On Separation of Concern (SoC)

Separation of concern is a key design principle. Just like our homes have different rooms for different purposes. In computer science, seperation of concern leads to modularization, encapsulation, and programming language constructs like functions and objects. It’s also behind software design patterns like layering and model-view-controller (MVC).

The importance of breaking software down into smaller loosley coupled parts with high cohesion have been agreed for decades. Yourdon & Constantine’s 1978 book Structured Design: Fundamentals of a Discipline of Computer Program and System Design provides fundamental thinking on the relationships between coupling, cohesion, changability and software system lifecycle cost.

Modularization begins with the decomposition of the problem domain. For digital information systems (software) it continues with identification of abstractions that match both the problem domain and the execution machinery, and the packaging of these abstractions into working assemblies aka applications that can run on a computer.

Figure 1: Applications serving multiple domains

Figure 1 shows that each application addresses three concerns: the user interface, the functional logic, and its data. While software architects talk about their systems using such strict layering, everybody who have looked inside a real-world applications know reality is much more muddy.

What figure 1 does not show is how a company is divided into different areas, and how these areas are used to define which applications are responsible for which tasks. It also doesn’t explain how information can be exchanged between applications, and it doesn’t illustrate how data gravity corrupts even the best design as time goes by. That what began as a well-defined application over years becomes an entangled unmanagable behemoth.

Separating the wrong concerns?

When we try to figure out why certain things are missing, we need to ask a key question about how we design business applications: Are we dividing things up in the best way? To answer this, we have to think about the different factors at work and consider different ways to deal with them.
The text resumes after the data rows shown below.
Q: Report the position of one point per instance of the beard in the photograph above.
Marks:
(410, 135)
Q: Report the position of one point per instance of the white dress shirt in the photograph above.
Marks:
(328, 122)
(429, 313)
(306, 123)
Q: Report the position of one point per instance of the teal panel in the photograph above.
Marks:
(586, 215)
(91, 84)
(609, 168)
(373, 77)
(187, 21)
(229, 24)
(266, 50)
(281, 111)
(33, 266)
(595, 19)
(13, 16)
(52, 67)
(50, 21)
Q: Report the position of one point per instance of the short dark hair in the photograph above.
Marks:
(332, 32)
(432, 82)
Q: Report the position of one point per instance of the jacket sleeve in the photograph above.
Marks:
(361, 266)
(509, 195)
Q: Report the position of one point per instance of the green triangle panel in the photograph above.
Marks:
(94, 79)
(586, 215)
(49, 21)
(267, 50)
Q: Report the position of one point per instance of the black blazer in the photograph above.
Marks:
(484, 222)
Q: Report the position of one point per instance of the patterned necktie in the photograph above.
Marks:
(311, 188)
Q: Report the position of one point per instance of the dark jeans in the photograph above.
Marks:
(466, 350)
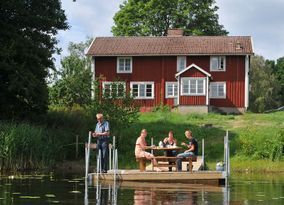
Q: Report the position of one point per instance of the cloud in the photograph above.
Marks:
(261, 19)
(86, 18)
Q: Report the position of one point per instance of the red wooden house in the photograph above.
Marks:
(191, 73)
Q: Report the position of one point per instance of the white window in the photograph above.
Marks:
(193, 86)
(124, 65)
(171, 89)
(218, 63)
(114, 89)
(181, 63)
(218, 90)
(142, 90)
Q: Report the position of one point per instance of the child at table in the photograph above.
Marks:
(140, 147)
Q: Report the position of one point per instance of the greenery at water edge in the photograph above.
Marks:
(34, 145)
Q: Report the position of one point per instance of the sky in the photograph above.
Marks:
(261, 19)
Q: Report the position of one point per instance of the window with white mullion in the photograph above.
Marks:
(171, 89)
(181, 63)
(114, 89)
(193, 86)
(124, 65)
(218, 63)
(142, 90)
(218, 90)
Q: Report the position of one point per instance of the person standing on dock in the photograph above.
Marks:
(192, 149)
(102, 135)
(140, 147)
(170, 141)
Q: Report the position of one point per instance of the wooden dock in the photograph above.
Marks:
(161, 186)
(196, 177)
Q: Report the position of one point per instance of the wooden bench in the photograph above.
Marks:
(172, 161)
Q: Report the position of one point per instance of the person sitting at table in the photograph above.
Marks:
(192, 149)
(140, 147)
(170, 141)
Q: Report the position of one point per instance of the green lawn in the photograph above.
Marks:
(254, 138)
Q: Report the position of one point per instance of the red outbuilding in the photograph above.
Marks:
(190, 73)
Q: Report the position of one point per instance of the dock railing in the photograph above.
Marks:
(227, 155)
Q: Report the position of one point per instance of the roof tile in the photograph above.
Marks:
(184, 45)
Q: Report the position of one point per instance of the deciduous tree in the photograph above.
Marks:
(154, 17)
(73, 86)
(264, 93)
(27, 43)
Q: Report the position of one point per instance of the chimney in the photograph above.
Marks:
(238, 46)
(175, 32)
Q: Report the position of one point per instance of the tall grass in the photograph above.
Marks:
(51, 139)
(25, 146)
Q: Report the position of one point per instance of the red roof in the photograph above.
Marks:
(183, 45)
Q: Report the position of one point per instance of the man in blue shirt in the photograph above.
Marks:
(102, 135)
(192, 149)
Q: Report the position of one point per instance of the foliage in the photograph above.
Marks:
(261, 147)
(265, 88)
(155, 17)
(28, 30)
(24, 146)
(279, 72)
(74, 79)
(252, 136)
(119, 108)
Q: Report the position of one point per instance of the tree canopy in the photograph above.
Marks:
(155, 17)
(265, 89)
(73, 86)
(27, 43)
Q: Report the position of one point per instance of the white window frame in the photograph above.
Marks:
(219, 58)
(193, 94)
(218, 84)
(111, 83)
(173, 85)
(123, 71)
(143, 83)
(179, 58)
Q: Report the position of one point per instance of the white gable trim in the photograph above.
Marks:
(193, 66)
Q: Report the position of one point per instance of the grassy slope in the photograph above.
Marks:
(257, 125)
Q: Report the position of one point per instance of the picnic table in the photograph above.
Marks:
(162, 159)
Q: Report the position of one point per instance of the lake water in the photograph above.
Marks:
(51, 189)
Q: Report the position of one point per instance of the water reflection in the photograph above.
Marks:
(142, 193)
(50, 189)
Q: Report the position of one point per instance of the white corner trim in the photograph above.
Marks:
(246, 81)
(178, 62)
(90, 46)
(193, 66)
(93, 71)
(207, 90)
(178, 90)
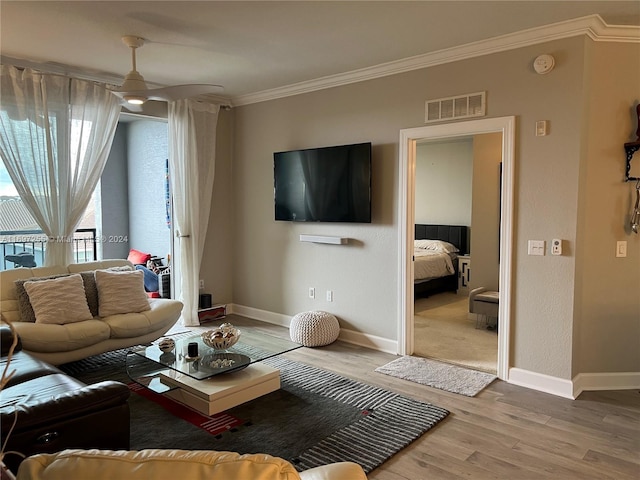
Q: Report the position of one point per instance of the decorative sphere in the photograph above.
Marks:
(167, 344)
(223, 337)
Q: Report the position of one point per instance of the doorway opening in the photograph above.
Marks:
(408, 142)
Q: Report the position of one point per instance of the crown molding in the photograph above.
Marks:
(592, 26)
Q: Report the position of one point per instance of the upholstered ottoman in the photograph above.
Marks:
(484, 303)
(314, 329)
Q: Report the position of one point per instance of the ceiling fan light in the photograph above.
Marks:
(135, 99)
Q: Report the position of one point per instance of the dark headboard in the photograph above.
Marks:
(457, 235)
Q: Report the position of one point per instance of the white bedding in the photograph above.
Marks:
(431, 264)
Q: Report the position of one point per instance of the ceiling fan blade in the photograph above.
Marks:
(178, 92)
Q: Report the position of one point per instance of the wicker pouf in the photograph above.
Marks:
(314, 329)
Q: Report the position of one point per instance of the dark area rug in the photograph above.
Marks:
(317, 417)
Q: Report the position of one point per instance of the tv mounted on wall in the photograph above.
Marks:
(328, 184)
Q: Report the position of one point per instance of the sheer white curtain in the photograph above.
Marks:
(192, 143)
(55, 137)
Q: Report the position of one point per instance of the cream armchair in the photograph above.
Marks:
(172, 464)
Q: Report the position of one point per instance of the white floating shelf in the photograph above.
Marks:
(323, 239)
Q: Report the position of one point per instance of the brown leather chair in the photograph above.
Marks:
(53, 411)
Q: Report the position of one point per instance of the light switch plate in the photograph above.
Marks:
(621, 248)
(535, 247)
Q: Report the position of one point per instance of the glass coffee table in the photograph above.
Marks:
(213, 380)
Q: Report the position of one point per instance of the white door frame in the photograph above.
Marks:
(406, 215)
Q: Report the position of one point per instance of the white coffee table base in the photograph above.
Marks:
(225, 391)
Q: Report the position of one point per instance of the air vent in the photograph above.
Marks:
(463, 106)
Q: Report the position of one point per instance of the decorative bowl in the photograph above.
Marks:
(223, 337)
(167, 344)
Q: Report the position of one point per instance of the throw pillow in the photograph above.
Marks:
(121, 292)
(58, 300)
(137, 257)
(24, 305)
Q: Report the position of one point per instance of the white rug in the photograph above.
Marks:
(438, 375)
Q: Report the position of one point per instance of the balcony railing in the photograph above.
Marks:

Data gravity captures the hard fact that data gravitates data. Why this is so has many reasons. Firstly, it’s always easier to extend an existing database with a new table than making a new one from scratch. The new table can leverage the values of existing tables in that database. In other words, it makes data exchange simpler. Finally, the energy cost of adding a new table is lower than the energy cost of creating a complete new database and establishing required exchange mechanisms.

Enterprises are complex systems without boundaries. Organisational charts show how the enterprise is organized into verticals such as sales, engineering, and manufacturing, verticals that are served by horizontals such as IT and finance and control. In reality, the enterprise is a web of changing interactions that continuously consume and produce data. Mergers, divestments, and reorganizations change the corporate landscape continuously, adding to the underpinning complexity.
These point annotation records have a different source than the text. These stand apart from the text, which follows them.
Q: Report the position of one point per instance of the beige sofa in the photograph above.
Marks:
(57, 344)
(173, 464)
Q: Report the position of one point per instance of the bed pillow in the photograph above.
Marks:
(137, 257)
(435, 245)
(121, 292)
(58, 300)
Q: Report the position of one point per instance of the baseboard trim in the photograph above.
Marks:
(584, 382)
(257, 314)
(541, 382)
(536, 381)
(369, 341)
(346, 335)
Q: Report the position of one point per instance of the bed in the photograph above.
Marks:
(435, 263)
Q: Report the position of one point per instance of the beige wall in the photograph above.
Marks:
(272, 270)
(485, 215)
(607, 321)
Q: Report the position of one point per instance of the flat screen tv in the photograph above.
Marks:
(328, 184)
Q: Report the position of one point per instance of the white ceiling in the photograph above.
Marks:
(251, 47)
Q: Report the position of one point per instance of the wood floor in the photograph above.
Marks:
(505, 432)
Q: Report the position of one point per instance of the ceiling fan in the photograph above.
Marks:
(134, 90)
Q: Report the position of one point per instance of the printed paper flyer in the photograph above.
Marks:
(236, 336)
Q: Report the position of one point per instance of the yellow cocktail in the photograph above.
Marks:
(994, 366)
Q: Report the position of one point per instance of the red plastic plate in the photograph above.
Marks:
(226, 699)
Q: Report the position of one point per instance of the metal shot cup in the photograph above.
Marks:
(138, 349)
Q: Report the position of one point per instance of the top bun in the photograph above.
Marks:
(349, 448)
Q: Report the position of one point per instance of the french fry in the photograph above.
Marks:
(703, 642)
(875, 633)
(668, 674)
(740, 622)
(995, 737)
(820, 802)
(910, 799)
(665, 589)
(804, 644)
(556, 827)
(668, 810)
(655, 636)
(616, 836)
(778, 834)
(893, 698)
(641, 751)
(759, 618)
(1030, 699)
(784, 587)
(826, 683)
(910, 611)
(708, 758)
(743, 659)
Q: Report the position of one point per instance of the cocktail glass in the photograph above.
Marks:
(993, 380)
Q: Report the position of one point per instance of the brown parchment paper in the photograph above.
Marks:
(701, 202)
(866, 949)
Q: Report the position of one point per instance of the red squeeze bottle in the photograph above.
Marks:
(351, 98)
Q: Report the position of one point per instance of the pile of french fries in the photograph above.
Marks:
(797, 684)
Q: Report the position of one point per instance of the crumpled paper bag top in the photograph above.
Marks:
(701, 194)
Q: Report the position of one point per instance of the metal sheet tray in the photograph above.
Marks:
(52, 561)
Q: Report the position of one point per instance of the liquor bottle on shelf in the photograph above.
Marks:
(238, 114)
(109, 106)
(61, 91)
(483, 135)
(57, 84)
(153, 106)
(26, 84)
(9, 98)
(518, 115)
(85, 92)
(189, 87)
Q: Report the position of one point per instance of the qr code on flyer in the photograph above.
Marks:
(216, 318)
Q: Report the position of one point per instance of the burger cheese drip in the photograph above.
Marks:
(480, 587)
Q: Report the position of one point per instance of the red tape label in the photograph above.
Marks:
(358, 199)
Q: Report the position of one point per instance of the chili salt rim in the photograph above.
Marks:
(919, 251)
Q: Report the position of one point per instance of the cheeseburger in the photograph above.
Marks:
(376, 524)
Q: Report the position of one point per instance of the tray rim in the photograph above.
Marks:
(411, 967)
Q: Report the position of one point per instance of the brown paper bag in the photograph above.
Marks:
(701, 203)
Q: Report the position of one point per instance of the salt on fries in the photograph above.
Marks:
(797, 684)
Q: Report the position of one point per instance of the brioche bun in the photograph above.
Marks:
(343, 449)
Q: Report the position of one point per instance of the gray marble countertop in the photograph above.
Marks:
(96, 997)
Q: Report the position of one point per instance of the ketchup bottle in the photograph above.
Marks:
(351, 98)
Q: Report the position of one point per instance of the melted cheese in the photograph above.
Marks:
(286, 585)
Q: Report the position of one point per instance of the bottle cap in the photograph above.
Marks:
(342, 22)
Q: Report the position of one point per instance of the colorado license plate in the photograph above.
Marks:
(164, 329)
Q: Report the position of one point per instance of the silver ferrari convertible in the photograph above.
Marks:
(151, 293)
Applications are snapshots of the enterprise. They represent how the enterprise works at a given point in time and as such, they are pulled apart by data gravity on one side and the enterprise dynamics on the other. This insight is captured by the old saying that data ages as wine, and software ages as fish. Using the wine and fish analogy, applications are best described as barrels with fish and wine.

The effects of these forces play over time is entangled monolithic behemoth applications that are almost impossible to change and adapt to new business needs. The microservices architectural style was developed to deal with this effect.

Microservices

Microservices is based on decomposing the problem space into small independent applications that communicates using messaging. The approach is reductionistic and driven by development velocity. One observed effect is distributed data management, and they does not solve the underpinning problem of data and software entanglement.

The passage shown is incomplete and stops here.